Figure 7C compares glucose detection results from a microfluidic device and a commercial kit and shows excellent agreement between the two approaches (r
2 = 0.96). We note, however, that a microfluidic device operated by the control system allowed us to fully automate blood processing and glucose detection steps, providing a result within 30 min based on an input of a few microliters of blood. Conversely, the standard assay was carried out using 0.5 mL of blood, required manual handling steps and centrifugation, and was completed in ~2 h. The values for the data plotted in
Figure 7B,C can be found in
Tables S1 and S2, respectively.
4. Conclusions
In this work, we described the development of a control system that drives a valve-enabled microfluidic device to perform a sophisticated workflow of plasma isolation from whole blood followed by detection of a model biomarker (glucose) using an enzymatic assay. The control system was portable (280 × 280 × 80 mm) and incorporated components to apply and regulate pressure for actuating microvalves and metering flow. This control system eliminated the need for external pumps and/or source of pressure typically used for operating Quake-style valves in microfluidic devices. Microfluidic devices operated by the control system were shown to efficiently isolate plasma from microliter volumes of whole blood. Furthermore, an integrated automated workflow of plasma separation and glucose detection performed in the microfluidic device yielded similar results (glucose concentration) compared to a standard laboratory-based workflow involving manual handling steps, including centrifugation-based plasma separation. Our study addresses an important but often overlooked question of how to operate sophisticated microfluidic devices with Quake-style valves at the point-of-care.

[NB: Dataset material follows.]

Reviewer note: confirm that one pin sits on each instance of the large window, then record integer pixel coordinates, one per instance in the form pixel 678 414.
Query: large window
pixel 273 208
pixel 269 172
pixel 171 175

We note that the focus of this study was on controlling operation of a microfluidic device and that a signal transduction strategy was not miniaturized. There are multiple reports describing miniature optical transducers (either microscope objectives or cell phone attachments) [
22,
23,
24] that may be integrated with our control system to enable sample-in/answer-out functionality and fully autonomous operation at the point-of-care. Implementing a signal transducer with the control system and demonstrating detection of multiple analytes in the same automated device represent future directions for this project.